Whether the movement has been successful in changing the conversation depends on your definition of success. 

It is successful in making people, especially women, more accepting of their bodies, mostly due to the rise of influencers who are reminding people that it is okay to look the way you do. 

Models and singers, like Ashley Graham and Lizzo, are reminders that we can be beautiful and successful despite not conforming to the need to be skinny. However, just praising celebrities who look different doesn’t wipe away the smear of fatphobia. 

We see countless clothing companies jump on the bandwagon of accepting our figures by including models who look bigger in their advertisements. But all of that promotion does nothing if there is no change to the sizing charts themselves. As we have seen over the past few months, performative activism doesn’t mean anything if there is no substance behind it. 

Hiring plus-size models to make these companies look “inclusive,” yet not carrying the sizes that are supposed to cater to plus-size people is meaningless. Plus-size women make up 68% of consumers in fashion, yet very little is tailored to them. So, in essence, the body positivity movement hasn’t created substantial change yet.

Additionally, mainstream magazines still include headlines that state in bold letters different methods to look skinny. Celebrity magazines still circle women’s cellulite, which is entirely normal, by the way, and call them “fat”. And when Adele lost weight because she wanted to, people started to pay more attention to her appearance than her actual music, which is a testament to the fact that even though we say that we are body positive, we are not really acting like it. 
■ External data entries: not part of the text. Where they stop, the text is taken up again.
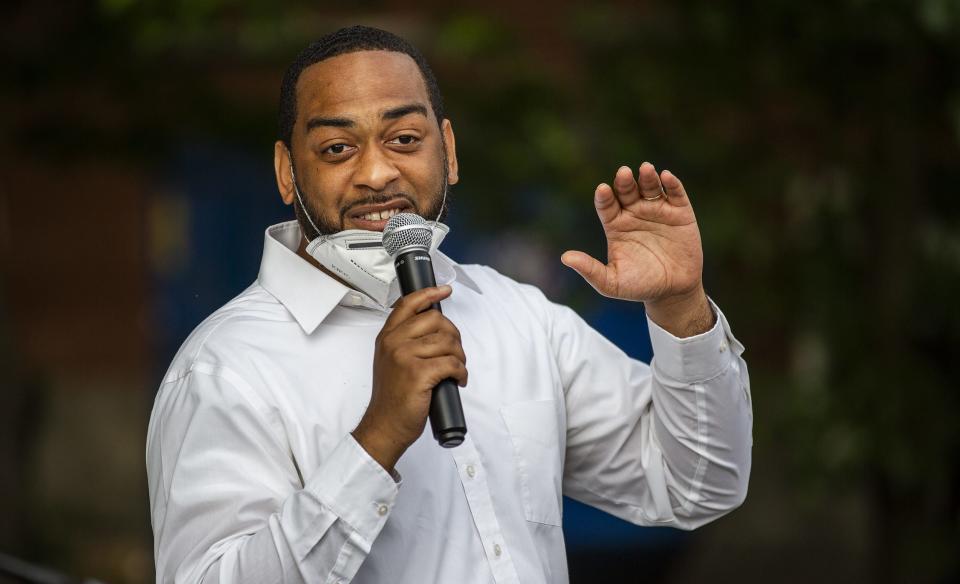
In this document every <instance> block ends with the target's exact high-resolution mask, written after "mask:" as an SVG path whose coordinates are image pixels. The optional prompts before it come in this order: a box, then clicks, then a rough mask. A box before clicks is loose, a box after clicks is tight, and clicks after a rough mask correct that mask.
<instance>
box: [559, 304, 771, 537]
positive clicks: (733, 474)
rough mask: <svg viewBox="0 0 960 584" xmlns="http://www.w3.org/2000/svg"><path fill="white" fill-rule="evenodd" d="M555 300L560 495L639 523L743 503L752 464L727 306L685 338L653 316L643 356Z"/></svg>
mask: <svg viewBox="0 0 960 584" xmlns="http://www.w3.org/2000/svg"><path fill="white" fill-rule="evenodd" d="M554 310H555V314H554V318H553V319H552V323H553V324H552V327H551V333H550V335H551V342H552V344H553V347H554V352H555V354H556V355H557V364H558V368H559V370H560V374H561V378H562V381H563V386H564V397H565V402H566V405H567V449H566V461H565V464H564V479H563V480H564V482H563V487H564V494H566V495H568V496H570V497H573V498H575V499H577V500H580V501H583V502H584V503H587V504H589V505H592V506H594V507H597V508H599V509H602V510H604V511H607V512H608V513H611V514H613V515H616V516H618V517H620V518H622V519H624V520H627V521H630V522H632V523H636V524H639V525H670V526H673V527H678V528H681V529H693V528H695V527H699V526H700V525H703V524H704V523H707V522H709V521H711V520H713V519H716V518H717V517H719V516H721V515H723V514H725V513H727V512H729V511H731V510H733V509H735V508H736V507H737V506H739V505H740V504H741V503H742V502H743V499H744V497H745V496H746V491H747V482H748V479H749V475H750V441H751V438H750V436H751V433H750V429H751V423H752V414H751V411H750V400H749V378H748V376H747V369H746V364H745V363H744V362H743V360H742V359H741V358H740V353H741V352H742V350H743V348H742V346H741V345H740V344H739V343H738V342H737V341H736V340H735V339H733V337H732V335H731V334H730V330H729V327H728V326H727V324H726V319H724V318H723V315H722V314H720V313H719V312H718V315H719V316H718V319H717V323H716V325H715V326H714V327H713V328H712V329H711V330H709V331H708V332H706V333H703V334H701V335H698V336H696V337H692V338H687V339H678V338H676V337H674V336H673V335H671V334H670V333H668V332H666V331H664V330H663V329H662V328H660V327H658V326H657V325H656V324H655V323H653V322H648V324H649V327H650V334H651V338H652V340H653V345H654V350H655V352H656V356H655V358H654V360H653V364H652V366H647V365H646V364H645V363H642V362H640V361H636V360H633V359H630V358H628V357H627V356H626V355H624V354H623V352H622V351H620V349H618V348H617V347H616V346H614V345H613V344H612V343H610V342H609V341H607V340H606V339H605V338H603V337H602V336H601V335H600V334H599V333H597V332H596V331H595V330H593V329H591V328H590V327H589V326H588V325H587V324H586V323H585V322H583V320H582V319H580V317H579V316H577V315H576V314H575V313H574V312H573V311H571V310H570V309H568V308H564V307H556V308H555V309H554ZM721 348H722V349H723V350H721Z"/></svg>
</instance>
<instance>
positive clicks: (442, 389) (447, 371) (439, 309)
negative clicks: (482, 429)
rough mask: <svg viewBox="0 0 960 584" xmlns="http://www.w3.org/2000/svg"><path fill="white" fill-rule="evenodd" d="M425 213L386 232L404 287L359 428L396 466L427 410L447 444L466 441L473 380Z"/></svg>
mask: <svg viewBox="0 0 960 584" xmlns="http://www.w3.org/2000/svg"><path fill="white" fill-rule="evenodd" d="M431 238H432V231H431V230H430V228H429V225H428V224H427V222H426V221H424V219H423V218H421V217H419V216H417V215H412V214H409V213H400V214H398V215H396V216H394V217H392V218H391V219H390V221H389V222H388V223H387V226H386V228H385V229H384V232H383V241H384V248H385V249H386V251H387V252H388V253H389V254H390V255H391V256H393V258H394V265H395V266H396V268H397V276H398V279H399V281H400V288H401V291H402V292H403V294H404V297H403V298H401V299H400V300H399V301H398V302H397V304H396V305H395V306H394V308H393V312H392V313H391V314H390V317H389V318H387V321H386V323H384V325H383V329H382V330H381V331H380V334H379V335H378V336H377V342H376V349H375V353H374V360H373V394H372V396H371V398H370V405H369V407H368V408H367V411H366V413H365V414H364V416H363V419H362V420H361V421H360V424H359V426H357V429H356V430H354V432H353V435H354V437H355V438H356V439H357V441H358V442H359V443H360V444H361V445H362V446H363V447H364V448H365V449H366V450H367V452H369V453H370V455H371V456H372V457H373V458H374V459H376V460H377V461H378V462H379V463H380V464H381V465H382V466H383V467H384V468H386V469H388V470H389V469H392V468H393V466H394V465H395V464H396V461H397V460H398V459H399V458H400V455H402V454H403V452H404V451H406V449H407V448H408V447H409V446H410V445H411V444H413V442H414V441H415V440H416V439H417V438H419V437H420V435H421V434H422V433H423V429H424V425H425V423H426V419H427V415H428V413H429V417H430V425H431V428H432V430H433V436H434V438H435V439H436V440H437V441H438V442H439V443H440V445H441V446H444V447H446V448H450V447H454V446H457V445H459V444H460V443H461V442H463V438H464V435H465V434H466V431H467V428H466V422H465V420H464V416H463V408H462V406H461V403H460V390H459V388H458V387H457V385H458V384H459V385H460V386H464V385H466V383H467V369H466V355H465V354H464V352H463V347H462V346H461V343H460V332H459V331H458V330H457V328H456V326H454V324H453V323H452V322H450V320H449V319H447V318H446V317H445V316H443V314H442V313H441V312H440V301H441V300H443V299H444V298H447V297H448V296H449V295H450V292H451V289H450V287H449V286H440V287H436V284H435V280H434V275H433V264H432V261H431V259H430V254H429V249H430V241H431Z"/></svg>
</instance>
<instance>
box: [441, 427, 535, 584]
mask: <svg viewBox="0 0 960 584" xmlns="http://www.w3.org/2000/svg"><path fill="white" fill-rule="evenodd" d="M451 454H452V455H453V458H454V461H455V462H456V464H457V466H458V467H459V468H460V469H462V470H461V473H460V481H461V483H462V484H463V491H464V494H465V495H466V496H467V505H468V506H469V507H470V515H471V516H472V517H473V522H474V524H475V525H476V527H477V533H478V534H479V535H480V543H481V545H482V546H483V549H484V552H485V555H486V557H487V562H488V564H489V566H490V571H491V572H492V573H493V578H494V580H495V581H496V583H497V584H507V583H510V584H513V583H517V584H519V582H520V578H519V576H517V570H516V567H515V566H514V565H513V560H512V559H511V558H510V554H509V551H508V550H507V549H506V547H504V545H503V544H502V543H501V542H503V530H502V529H501V527H500V521H499V520H498V518H497V515H496V512H495V511H494V509H493V500H492V499H491V497H490V487H489V485H488V484H487V480H486V475H485V474H484V473H483V472H482V471H483V465H482V464H481V463H480V462H479V456H478V454H477V450H476V447H475V446H474V444H473V440H472V438H471V437H470V435H469V434H468V435H467V437H466V440H464V441H463V444H461V445H460V446H459V447H457V448H455V449H454V450H453V452H451ZM471 467H472V468H473V476H471V475H470V468H471Z"/></svg>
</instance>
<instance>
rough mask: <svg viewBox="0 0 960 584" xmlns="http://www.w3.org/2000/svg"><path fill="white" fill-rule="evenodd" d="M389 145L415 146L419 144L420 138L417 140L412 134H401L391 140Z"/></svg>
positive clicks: (400, 145)
mask: <svg viewBox="0 0 960 584" xmlns="http://www.w3.org/2000/svg"><path fill="white" fill-rule="evenodd" d="M389 143H390V144H396V145H398V146H416V145H417V144H419V143H420V138H417V137H416V136H414V135H413V134H401V135H400V136H397V137H396V138H394V139H393V140H390V142H389Z"/></svg>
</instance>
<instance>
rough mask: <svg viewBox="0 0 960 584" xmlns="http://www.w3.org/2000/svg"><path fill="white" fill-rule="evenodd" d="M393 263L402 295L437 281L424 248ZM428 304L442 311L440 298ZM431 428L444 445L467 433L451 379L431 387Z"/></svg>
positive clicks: (459, 397)
mask: <svg viewBox="0 0 960 584" xmlns="http://www.w3.org/2000/svg"><path fill="white" fill-rule="evenodd" d="M393 266H394V267H395V268H396V270H397V279H399V280H400V291H401V292H402V293H403V295H404V296H406V295H407V294H410V293H411V292H416V291H417V290H421V289H423V288H429V287H431V286H436V285H437V281H436V279H435V278H434V275H433V260H432V259H431V258H430V253H429V252H428V251H427V250H425V249H415V250H412V251H408V252H404V253H401V254H399V255H397V259H396V260H394V262H393ZM431 308H435V309H437V310H438V311H440V312H443V311H442V310H440V303H439V302H434V303H433V305H432V307H431ZM427 310H429V308H428V309H427ZM430 428H431V429H432V430H433V437H434V439H435V440H436V441H437V442H439V443H440V446H443V447H444V448H453V447H454V446H459V445H460V443H462V442H463V439H464V437H465V436H466V434H467V422H466V420H465V419H464V417H463V405H462V404H461V402H460V388H459V387H458V386H457V382H456V381H454V380H453V379H450V378H447V379H444V380H443V381H441V382H440V383H438V384H437V386H436V387H434V388H433V395H432V396H431V397H430Z"/></svg>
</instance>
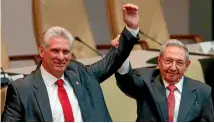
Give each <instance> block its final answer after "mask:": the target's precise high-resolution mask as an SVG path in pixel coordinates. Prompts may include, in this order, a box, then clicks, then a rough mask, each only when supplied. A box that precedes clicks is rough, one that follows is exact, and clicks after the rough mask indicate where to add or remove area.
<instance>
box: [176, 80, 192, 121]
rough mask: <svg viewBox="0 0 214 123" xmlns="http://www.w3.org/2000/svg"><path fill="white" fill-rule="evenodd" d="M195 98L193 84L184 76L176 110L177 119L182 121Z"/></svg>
mask: <svg viewBox="0 0 214 123" xmlns="http://www.w3.org/2000/svg"><path fill="white" fill-rule="evenodd" d="M195 98H196V92H195V88H194V85H192V84H191V82H190V81H188V79H187V78H186V77H184V84H183V90H182V94H181V101H180V107H179V112H178V118H177V121H178V122H179V121H184V120H185V117H186V116H187V114H188V112H189V111H190V108H191V106H192V105H193V103H194V101H195Z"/></svg>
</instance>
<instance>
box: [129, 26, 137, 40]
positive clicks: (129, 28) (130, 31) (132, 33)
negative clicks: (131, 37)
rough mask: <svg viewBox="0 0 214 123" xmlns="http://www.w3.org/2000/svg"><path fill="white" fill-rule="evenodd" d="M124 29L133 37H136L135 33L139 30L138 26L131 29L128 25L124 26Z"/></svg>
mask: <svg viewBox="0 0 214 123" xmlns="http://www.w3.org/2000/svg"><path fill="white" fill-rule="evenodd" d="M126 29H127V30H128V31H129V32H130V33H131V34H132V35H133V36H134V37H136V38H137V34H138V32H139V30H140V29H139V27H138V28H137V29H131V28H129V27H128V26H126Z"/></svg>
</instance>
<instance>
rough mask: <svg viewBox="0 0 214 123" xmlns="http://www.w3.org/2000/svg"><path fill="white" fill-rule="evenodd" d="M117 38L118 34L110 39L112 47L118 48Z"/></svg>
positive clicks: (119, 38) (117, 37) (117, 39)
mask: <svg viewBox="0 0 214 123" xmlns="http://www.w3.org/2000/svg"><path fill="white" fill-rule="evenodd" d="M119 39H120V35H118V36H117V37H116V38H115V39H113V40H112V41H111V45H112V46H113V47H114V48H118V47H119Z"/></svg>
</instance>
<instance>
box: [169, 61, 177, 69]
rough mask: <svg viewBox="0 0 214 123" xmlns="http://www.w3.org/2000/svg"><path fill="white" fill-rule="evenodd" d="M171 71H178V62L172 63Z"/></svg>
mask: <svg viewBox="0 0 214 123" xmlns="http://www.w3.org/2000/svg"><path fill="white" fill-rule="evenodd" d="M170 69H171V70H174V71H175V70H176V62H175V61H174V62H173V63H172V65H171V68H170Z"/></svg>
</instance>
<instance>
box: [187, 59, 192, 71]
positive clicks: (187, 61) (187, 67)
mask: <svg viewBox="0 0 214 123" xmlns="http://www.w3.org/2000/svg"><path fill="white" fill-rule="evenodd" d="M190 64H191V61H190V60H189V61H187V63H186V69H187V68H188V67H189V65H190Z"/></svg>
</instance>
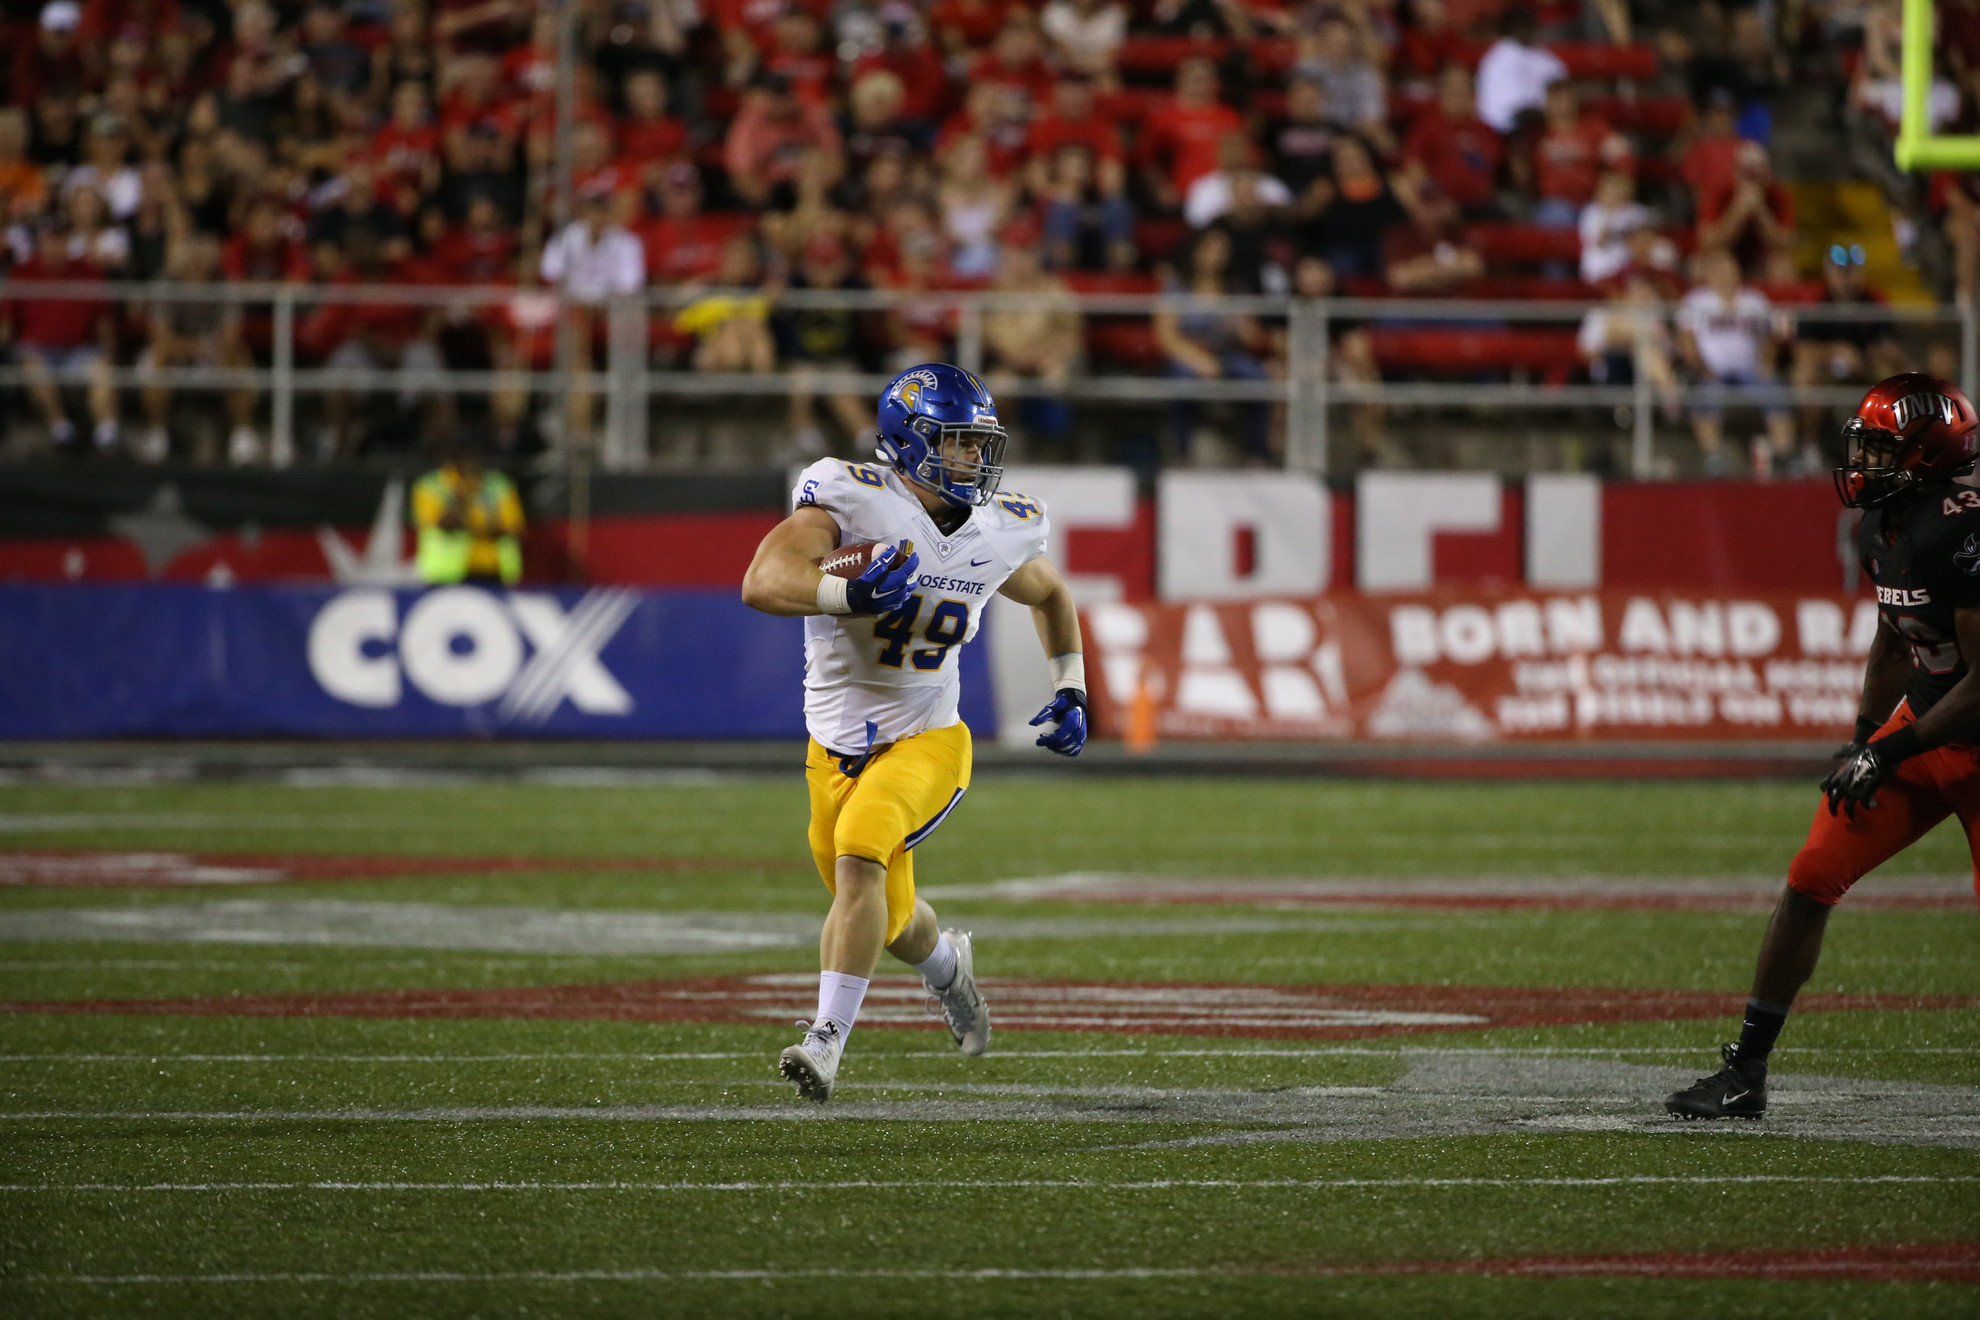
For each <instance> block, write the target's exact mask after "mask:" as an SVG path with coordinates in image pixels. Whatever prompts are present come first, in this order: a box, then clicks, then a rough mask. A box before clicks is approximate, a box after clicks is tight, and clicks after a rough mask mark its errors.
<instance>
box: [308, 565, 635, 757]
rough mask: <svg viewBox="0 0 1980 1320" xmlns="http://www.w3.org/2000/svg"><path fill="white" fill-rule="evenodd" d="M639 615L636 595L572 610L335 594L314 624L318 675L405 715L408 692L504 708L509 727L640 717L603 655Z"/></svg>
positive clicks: (591, 601)
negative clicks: (622, 630)
mask: <svg viewBox="0 0 1980 1320" xmlns="http://www.w3.org/2000/svg"><path fill="white" fill-rule="evenodd" d="M634 610H638V600H636V598H634V596H632V594H630V592H612V590H606V592H586V594H584V598H580V600H578V602H576V606H572V608H570V612H568V613H566V612H564V606H562V604H560V602H558V600H556V596H550V594H546V592H507V594H495V592H485V590H481V588H473V586H451V588H440V590H434V592H428V594H426V596H420V598H416V600H410V602H408V608H406V610H404V613H400V600H398V596H394V594H392V592H378V590H360V592H343V594H341V596H333V598H331V600H329V604H325V606H323V608H321V610H317V617H315V619H311V623H309V673H311V675H315V679H317V683H319V685H321V687H323V691H325V693H329V695H331V697H337V699H339V701H347V703H350V705H352V707H370V708H390V707H398V705H400V701H402V699H404V695H406V687H408V683H410V685H412V689H416V691H418V693H420V695H424V697H426V699H428V701H434V703H440V705H444V707H485V705H489V703H495V712H497V716H499V718H503V720H515V722H525V724H543V722H545V720H546V718H550V716H552V714H554V712H556V708H558V707H560V705H562V703H564V701H568V703H570V705H572V707H574V708H576V710H582V712H584V714H634V712H636V708H638V707H636V703H634V699H632V693H628V691H626V687H624V685H622V683H620V681H618V679H616V677H614V675H612V671H610V669H608V667H606V663H604V661H602V659H600V651H604V649H606V645H610V643H612V639H614V637H616V635H618V631H620V627H624V625H626V619H628V617H632V613H634Z"/></svg>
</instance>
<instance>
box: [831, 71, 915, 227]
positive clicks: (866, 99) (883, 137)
mask: <svg viewBox="0 0 1980 1320" xmlns="http://www.w3.org/2000/svg"><path fill="white" fill-rule="evenodd" d="M845 101H847V113H845V117H843V119H841V123H840V137H841V139H843V142H845V186H843V188H841V190H840V192H841V200H843V202H845V204H847V206H853V208H855V206H859V204H861V202H863V198H865V194H867V170H869V168H871V166H873V162H875V160H879V158H881V156H913V154H917V152H915V148H917V142H919V135H917V133H915V131H913V129H911V127H909V123H907V119H903V113H901V111H903V105H905V101H907V93H905V89H903V87H901V79H899V77H895V75H893V73H889V71H887V69H871V71H867V73H863V75H859V81H855V83H853V89H851V93H849V95H847V97H845Z"/></svg>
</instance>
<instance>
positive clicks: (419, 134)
mask: <svg viewBox="0 0 1980 1320" xmlns="http://www.w3.org/2000/svg"><path fill="white" fill-rule="evenodd" d="M372 160H376V162H378V170H380V172H384V174H390V176H394V178H404V180H408V182H414V184H424V182H426V174H428V170H430V168H432V166H434V164H438V162H440V129H436V127H432V125H420V127H418V129H400V127H398V125H390V123H388V125H386V127H384V129H378V137H374V139H372Z"/></svg>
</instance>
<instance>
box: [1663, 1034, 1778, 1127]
mask: <svg viewBox="0 0 1980 1320" xmlns="http://www.w3.org/2000/svg"><path fill="white" fill-rule="evenodd" d="M1719 1057H1721V1059H1725V1065H1727V1067H1723V1069H1719V1071H1717V1073H1713V1075H1711V1077H1701V1079H1699V1081H1695V1083H1691V1084H1689V1086H1685V1088H1683V1090H1673V1092H1671V1094H1669V1098H1665V1102H1663V1108H1665V1110H1669V1112H1671V1116H1675V1118H1683V1120H1685V1122H1689V1120H1693V1118H1758V1116H1760V1114H1764V1112H1766V1065H1764V1063H1740V1057H1738V1045H1721V1047H1719Z"/></svg>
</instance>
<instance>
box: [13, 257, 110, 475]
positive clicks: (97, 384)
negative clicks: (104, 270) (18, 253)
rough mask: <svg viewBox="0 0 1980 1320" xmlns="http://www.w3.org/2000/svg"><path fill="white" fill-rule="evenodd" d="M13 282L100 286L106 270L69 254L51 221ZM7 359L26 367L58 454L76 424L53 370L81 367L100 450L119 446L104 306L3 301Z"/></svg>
mask: <svg viewBox="0 0 1980 1320" xmlns="http://www.w3.org/2000/svg"><path fill="white" fill-rule="evenodd" d="M12 279H16V281H20V279H59V281H99V279H103V269H101V267H97V265H95V263H93V261H87V259H83V257H71V255H69V236H67V234H65V232H63V230H61V228H59V226H57V224H53V222H48V224H44V226H42V232H40V234H38V237H36V245H34V255H32V257H28V259H26V261H22V263H20V265H16V267H14V271H12ZM0 321H4V327H6V340H0V342H12V354H10V356H12V360H14V362H18V364H20V366H22V368H26V370H28V398H30V402H32V404H34V408H36V412H40V414H42V420H44V422H46V424H48V433H49V439H51V441H53V443H55V447H57V449H67V447H71V445H73V443H75V424H73V422H69V418H67V416H65V414H63V410H61V386H59V384H57V380H55V378H53V374H51V372H65V370H81V372H85V374H87V384H89V418H91V422H95V445H97V449H115V447H117V396H115V394H113V390H111V374H109V354H111V350H113V348H115V344H117V323H115V317H113V313H111V305H109V303H99V301H85V299H36V297H16V299H10V301H8V303H0Z"/></svg>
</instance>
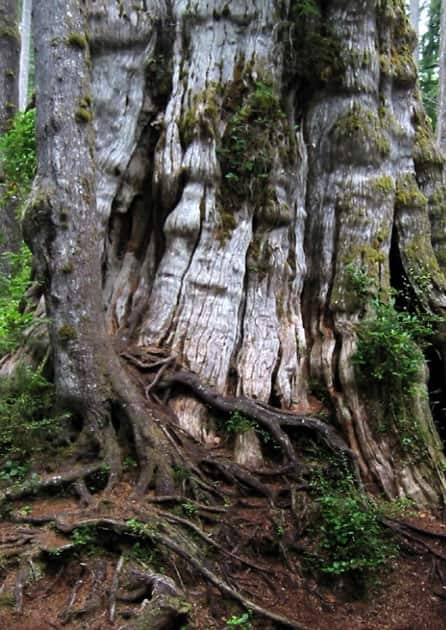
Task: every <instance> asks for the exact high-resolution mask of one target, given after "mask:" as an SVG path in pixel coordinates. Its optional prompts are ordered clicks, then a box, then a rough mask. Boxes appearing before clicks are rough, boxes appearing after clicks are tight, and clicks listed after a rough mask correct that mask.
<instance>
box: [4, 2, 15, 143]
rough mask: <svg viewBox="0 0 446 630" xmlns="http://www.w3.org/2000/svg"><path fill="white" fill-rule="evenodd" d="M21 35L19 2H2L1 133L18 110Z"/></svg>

So where do we go from here? Like most movements, we have to destroy the stigma that being plus-size is “unacceptable” by adapting clothing sizes to realistic bodies and having tough conversations about our involvement with maintaining this stigma in our psyche. By not feeling entitled to have an opinion on the way plus-size people look, and revolutionizing different industries from the top-down, we can make the body positivity movement successful. 

But if we reduce our involvement in this movement to giving compliments to plus-size models on social media, we are not doing enough to ensure the movement’s success. If we remain where we are now, our society will still be fatphobic.